Les réseaux sociaux, le 5eme pouvoir

Gérald Darmanin-2 By: Jacques Paquier - CC BY 2.0

Les réseaux sociaux assument une sorte de cinquième pouvoir « brut », à côté de celui des médias et de la presse traditionnels.

Par Frédéric Mas.

Depuis hier tournent en boucle sur les réseaux sociaux les images d’archives des tout nouveaux membres du gouvernement de Jean Castex. Roselyne Bachelot, Gérard Darmanin ou Éric Dupond-Moretti sont ramenés à leurs déclarations antérieures, déclarations qui aujourd’hui les mettent dans des positions parfois difficiles à assumer.

Les réseaux sociaux retiennent tout. Ils assument une sorte de travail de mémoire collective sauvage qui rend les volte-face des politiciens professionnels, la paresse des journalistes ou la complaisance des éditorialistes beaucoup plus suspects aux yeux des citoyens.

Des réseaux sociaux qui obligent à la responsabilité politique

C’est une petite révolution silencieuse dans notre pays. Les élites politiques et médiatiques semblaient insubmersibles, capables d’enquiller des décennies de carrière faites de renoncement, de complaisance et de promesses non tenues sans que l’opinion publique n’en sanctionne les conséquences désastreuses pour le fonctionnement des institutions ou la liberté de la presse.

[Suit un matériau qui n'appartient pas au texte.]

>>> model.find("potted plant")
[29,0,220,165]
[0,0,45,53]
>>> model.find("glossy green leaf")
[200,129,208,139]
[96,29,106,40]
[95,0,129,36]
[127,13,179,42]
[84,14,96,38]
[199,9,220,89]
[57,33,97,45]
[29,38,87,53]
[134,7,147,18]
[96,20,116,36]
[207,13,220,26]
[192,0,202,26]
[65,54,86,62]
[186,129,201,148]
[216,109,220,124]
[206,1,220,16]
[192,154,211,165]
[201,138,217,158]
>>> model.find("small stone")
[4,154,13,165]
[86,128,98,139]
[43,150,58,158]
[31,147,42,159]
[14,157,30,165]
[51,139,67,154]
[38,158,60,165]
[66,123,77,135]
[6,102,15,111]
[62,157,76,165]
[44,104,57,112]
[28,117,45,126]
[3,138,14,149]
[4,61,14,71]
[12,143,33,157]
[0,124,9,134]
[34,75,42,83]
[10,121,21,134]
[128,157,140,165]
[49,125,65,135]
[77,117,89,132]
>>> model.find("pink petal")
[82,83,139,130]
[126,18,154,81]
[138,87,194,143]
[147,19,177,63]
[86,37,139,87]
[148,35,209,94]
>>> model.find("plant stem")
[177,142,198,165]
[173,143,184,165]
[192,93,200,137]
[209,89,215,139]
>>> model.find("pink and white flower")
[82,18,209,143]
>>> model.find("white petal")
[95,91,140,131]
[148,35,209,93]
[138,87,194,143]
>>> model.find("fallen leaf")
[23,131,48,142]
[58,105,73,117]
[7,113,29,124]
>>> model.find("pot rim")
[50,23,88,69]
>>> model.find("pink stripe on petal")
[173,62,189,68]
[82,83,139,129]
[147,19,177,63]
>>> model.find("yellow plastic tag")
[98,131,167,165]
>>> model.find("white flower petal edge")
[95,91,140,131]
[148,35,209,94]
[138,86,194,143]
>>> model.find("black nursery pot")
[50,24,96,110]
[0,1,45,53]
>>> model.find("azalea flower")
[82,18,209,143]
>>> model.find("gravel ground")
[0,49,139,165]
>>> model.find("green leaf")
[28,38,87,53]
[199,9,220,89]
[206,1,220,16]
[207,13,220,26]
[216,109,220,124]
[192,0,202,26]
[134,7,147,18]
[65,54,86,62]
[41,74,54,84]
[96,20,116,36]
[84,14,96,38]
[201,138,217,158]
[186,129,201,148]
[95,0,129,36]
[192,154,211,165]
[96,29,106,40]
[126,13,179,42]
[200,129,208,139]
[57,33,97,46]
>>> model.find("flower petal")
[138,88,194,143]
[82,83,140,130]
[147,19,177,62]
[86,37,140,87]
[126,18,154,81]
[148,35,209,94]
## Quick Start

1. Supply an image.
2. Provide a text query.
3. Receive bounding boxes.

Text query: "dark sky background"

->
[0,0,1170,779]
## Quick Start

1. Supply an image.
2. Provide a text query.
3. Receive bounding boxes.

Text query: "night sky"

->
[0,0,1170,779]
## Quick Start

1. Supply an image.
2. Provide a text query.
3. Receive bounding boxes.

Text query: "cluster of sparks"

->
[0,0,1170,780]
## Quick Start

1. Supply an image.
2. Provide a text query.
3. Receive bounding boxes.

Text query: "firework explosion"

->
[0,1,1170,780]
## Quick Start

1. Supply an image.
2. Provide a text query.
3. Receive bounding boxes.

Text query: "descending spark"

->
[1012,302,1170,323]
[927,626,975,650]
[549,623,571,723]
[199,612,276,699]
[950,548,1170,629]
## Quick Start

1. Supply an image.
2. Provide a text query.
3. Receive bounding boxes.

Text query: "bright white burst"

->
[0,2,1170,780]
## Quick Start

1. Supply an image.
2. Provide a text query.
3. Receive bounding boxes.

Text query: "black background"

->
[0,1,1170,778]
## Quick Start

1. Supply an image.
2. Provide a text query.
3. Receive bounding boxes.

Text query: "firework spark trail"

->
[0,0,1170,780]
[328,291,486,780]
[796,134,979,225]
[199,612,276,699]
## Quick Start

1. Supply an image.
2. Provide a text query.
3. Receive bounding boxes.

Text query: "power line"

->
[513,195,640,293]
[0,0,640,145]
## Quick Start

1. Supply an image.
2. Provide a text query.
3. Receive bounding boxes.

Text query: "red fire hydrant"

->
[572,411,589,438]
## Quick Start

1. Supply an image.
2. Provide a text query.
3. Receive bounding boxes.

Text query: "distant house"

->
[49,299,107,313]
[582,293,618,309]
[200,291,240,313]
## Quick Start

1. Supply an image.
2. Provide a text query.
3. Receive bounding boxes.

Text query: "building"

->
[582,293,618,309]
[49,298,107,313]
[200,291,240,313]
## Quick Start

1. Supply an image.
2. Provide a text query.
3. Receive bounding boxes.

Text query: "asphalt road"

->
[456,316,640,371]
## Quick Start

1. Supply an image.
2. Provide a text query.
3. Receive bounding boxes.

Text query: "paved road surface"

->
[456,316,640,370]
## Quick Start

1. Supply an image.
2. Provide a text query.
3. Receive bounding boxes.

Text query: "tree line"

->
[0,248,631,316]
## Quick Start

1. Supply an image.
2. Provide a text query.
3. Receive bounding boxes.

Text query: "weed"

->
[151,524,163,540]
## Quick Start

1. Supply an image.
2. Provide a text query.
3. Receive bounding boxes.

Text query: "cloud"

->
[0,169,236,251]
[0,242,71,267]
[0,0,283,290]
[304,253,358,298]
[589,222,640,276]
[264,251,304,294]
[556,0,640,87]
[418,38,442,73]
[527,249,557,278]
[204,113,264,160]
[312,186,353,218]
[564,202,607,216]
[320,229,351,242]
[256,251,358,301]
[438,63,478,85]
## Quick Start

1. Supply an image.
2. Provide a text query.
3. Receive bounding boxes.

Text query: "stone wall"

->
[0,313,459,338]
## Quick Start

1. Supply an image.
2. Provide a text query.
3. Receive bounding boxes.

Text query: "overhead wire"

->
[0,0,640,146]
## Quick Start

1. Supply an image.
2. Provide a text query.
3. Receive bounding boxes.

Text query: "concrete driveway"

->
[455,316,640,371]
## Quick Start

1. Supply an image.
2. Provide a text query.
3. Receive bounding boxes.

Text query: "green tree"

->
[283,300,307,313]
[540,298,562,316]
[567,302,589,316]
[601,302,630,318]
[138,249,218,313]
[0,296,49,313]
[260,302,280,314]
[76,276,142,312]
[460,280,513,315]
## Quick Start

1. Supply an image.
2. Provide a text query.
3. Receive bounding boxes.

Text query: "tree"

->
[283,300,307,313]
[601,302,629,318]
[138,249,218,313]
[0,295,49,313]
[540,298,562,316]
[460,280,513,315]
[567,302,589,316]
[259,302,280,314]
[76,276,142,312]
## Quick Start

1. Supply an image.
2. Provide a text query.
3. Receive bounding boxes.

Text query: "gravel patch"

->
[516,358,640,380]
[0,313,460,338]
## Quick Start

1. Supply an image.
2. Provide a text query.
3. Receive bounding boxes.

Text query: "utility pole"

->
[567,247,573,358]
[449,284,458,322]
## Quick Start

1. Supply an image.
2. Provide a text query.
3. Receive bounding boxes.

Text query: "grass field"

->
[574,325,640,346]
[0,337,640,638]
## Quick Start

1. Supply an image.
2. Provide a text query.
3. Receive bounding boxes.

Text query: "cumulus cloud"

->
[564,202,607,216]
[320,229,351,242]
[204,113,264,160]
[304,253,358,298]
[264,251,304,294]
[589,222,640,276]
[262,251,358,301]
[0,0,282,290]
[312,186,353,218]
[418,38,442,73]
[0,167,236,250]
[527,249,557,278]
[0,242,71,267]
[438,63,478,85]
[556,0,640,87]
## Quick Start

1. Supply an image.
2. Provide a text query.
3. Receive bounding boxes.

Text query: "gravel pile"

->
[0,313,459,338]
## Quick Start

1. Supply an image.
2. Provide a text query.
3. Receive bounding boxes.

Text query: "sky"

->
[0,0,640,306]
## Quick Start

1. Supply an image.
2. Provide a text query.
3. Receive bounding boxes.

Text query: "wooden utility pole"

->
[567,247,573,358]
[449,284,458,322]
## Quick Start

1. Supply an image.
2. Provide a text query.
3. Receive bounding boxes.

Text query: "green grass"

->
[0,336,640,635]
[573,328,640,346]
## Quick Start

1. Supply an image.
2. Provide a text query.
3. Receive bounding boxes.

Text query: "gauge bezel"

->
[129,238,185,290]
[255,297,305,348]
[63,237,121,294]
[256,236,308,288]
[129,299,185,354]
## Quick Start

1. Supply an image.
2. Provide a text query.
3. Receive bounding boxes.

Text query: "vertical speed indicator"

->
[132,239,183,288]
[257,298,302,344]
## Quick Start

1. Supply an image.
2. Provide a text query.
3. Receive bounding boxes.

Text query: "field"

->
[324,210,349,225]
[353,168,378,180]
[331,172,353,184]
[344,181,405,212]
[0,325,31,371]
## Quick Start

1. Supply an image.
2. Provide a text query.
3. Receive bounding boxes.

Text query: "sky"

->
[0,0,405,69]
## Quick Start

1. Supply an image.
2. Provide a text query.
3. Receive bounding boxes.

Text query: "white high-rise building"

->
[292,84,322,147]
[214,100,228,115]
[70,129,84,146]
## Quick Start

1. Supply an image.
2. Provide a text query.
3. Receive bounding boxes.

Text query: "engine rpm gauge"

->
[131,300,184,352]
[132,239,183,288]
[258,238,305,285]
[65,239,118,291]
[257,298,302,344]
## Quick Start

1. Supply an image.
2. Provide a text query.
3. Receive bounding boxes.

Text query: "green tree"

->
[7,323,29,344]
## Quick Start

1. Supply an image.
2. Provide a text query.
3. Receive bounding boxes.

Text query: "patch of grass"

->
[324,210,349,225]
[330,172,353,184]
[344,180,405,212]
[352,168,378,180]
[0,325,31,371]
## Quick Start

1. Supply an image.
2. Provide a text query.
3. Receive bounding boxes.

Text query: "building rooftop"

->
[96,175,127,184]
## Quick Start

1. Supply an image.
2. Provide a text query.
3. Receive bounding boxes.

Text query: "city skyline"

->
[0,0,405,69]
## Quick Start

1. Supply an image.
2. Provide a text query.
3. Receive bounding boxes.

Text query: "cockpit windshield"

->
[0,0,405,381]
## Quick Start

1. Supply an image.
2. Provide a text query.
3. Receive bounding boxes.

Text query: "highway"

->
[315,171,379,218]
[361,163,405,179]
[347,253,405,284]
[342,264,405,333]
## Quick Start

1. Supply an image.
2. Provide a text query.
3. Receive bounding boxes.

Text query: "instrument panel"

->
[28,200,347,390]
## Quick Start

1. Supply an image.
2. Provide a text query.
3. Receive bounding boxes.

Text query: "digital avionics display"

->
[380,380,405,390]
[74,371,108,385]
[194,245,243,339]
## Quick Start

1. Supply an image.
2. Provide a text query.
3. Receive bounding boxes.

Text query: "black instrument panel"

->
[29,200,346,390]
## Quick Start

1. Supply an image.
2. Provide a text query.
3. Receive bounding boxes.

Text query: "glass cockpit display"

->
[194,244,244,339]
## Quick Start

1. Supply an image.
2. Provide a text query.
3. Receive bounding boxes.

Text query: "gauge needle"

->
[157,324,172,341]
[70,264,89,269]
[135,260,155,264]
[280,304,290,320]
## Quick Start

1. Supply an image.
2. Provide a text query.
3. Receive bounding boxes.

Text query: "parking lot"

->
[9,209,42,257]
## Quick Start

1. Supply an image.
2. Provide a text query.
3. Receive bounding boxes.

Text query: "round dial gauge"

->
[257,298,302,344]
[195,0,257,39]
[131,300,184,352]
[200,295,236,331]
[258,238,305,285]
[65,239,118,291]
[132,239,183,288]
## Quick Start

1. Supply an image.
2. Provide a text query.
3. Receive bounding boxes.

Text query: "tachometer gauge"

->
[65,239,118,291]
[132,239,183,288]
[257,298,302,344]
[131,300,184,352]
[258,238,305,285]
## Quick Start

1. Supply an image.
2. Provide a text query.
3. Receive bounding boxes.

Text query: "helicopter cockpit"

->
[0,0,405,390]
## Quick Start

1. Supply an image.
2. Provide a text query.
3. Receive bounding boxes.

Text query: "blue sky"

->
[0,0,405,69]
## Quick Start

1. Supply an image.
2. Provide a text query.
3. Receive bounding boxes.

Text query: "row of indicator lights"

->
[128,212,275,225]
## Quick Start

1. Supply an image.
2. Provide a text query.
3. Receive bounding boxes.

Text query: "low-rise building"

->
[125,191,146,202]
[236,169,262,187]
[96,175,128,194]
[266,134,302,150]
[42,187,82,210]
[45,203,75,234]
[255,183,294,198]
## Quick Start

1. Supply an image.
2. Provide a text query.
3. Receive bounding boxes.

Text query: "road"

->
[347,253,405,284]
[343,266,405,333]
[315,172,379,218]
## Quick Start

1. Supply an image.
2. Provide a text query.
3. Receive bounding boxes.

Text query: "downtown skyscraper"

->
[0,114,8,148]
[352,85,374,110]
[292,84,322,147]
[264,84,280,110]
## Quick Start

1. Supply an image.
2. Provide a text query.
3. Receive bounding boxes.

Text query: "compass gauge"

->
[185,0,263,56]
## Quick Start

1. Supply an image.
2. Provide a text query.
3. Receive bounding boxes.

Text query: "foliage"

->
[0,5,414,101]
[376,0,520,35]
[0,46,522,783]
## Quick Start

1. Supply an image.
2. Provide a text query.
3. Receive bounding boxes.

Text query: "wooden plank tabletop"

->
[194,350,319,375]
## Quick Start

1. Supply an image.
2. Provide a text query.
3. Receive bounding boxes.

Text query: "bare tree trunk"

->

Aujourd’hui, la moindre parole en l’air peut revenir sur le tapis et relativiser les déclarations, la main sur le cœur, des éternels jeunes premiers de la politique qui grenouillent dans le milieu depuis 30 ans.

Les réseaux sociaux assument une sorte de cinquième pouvoir « brut », à côté de celui des médias et de la presse traditionnels. Sans filtrage éditorial, les faits et les opinions se bousculent dans les groupes Facebook, les threads de twitter, les subreddits ou les vidéos youtube ou Tiktok.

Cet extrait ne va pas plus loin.